The geometry of addition

Summing is used everywhere in machine learning, seldom though is its filtering behavior considered.
https://sites.google.com/view/algorithmshortcuts/the-geometry-of-addition

1 Like

Summing doesn’t cause the filtering effect. That would be the renormalization step where the resulting vector is projected back down onto the unit sphere (or w radius sphere).

I don’t think the “energy” term does anything special here other than preventing the solution from blowing up provided that you can keep the “energy” bounded (usually by renormalization).

From a representational point of view, the most important aspect of using the vector notation is it’s direction. The orientation of the vector in state space (or feature space) determines the semantic content of the vector representation. So I would argue that the rotation operation is actually a more useful concept when considering the behavior of deep networks.

Assuming that it may be possible to enumerate a set of basis vectors that are clearly associated with specific features or concepts, then projecting the state vector onto these bases would give you a weight associated with each feature in a particular embedding space.
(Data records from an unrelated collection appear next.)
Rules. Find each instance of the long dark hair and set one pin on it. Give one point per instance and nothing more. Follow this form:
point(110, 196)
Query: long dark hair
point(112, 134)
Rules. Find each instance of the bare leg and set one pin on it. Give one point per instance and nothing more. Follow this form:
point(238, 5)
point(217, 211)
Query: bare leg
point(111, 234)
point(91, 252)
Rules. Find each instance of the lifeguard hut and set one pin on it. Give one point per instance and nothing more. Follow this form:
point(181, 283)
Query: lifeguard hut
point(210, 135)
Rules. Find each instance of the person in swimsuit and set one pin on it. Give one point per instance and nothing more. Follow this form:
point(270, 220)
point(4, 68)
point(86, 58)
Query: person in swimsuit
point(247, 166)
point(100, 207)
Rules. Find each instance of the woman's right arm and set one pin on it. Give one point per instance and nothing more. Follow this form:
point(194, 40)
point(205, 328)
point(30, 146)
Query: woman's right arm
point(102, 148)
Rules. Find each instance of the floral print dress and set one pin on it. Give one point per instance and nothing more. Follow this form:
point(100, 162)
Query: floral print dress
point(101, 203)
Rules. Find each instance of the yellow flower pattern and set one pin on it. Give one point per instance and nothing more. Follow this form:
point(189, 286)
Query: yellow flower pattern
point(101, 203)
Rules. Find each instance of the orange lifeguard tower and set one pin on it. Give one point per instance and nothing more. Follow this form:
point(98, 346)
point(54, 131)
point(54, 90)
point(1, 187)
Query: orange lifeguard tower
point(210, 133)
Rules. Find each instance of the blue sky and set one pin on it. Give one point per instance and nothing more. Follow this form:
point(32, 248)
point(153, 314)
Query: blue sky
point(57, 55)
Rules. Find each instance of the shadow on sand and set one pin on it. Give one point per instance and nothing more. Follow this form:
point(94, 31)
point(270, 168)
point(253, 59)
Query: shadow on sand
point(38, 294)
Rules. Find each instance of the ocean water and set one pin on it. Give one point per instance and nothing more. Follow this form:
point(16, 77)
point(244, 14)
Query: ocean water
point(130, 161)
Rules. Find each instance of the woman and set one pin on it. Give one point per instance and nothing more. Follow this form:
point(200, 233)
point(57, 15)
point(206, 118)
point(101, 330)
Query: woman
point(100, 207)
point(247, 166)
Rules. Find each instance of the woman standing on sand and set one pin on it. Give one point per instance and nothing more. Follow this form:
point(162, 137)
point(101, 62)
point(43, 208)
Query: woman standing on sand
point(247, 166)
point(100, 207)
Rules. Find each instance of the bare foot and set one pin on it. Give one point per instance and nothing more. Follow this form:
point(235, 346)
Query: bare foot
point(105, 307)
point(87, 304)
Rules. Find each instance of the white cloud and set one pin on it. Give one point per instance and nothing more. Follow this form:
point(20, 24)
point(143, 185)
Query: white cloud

Subsequent layers then transform this state vector into a different state vector in a different embedding space until you reach the final layer, which then performs a final decoding step which is interpreted as the output.

1 Like

A bunch of numbers can sum to zero. They disappeared in a puff of arithmetic! I suppose different people can have different concepts of filter though. “If you would converse with me, define your terms.” and all that.

I came up with an outline statistical argument that simple multiplication of a vector by some parameters before a fast transform allows the vector to be rotated by an arbitrary linear mapping to some degree of approximation.
The vector has to be non-sparse (if can’t be mostly zeros) and then an appeal is made to the central limit theorem.
https://sites.google.com/view/algorithmshortcuts/uniform-point-picking-on-a-sphere

A bunch of random numbers say between -1 and 1 added together will mostly go away, you will just be left with a low level Gaussian noise residue. If you look at the projections onto vectors orthogonal to (1,1…1) you likewise see a Gaussian residue. And the sum of the energies of all those add up to the original energy.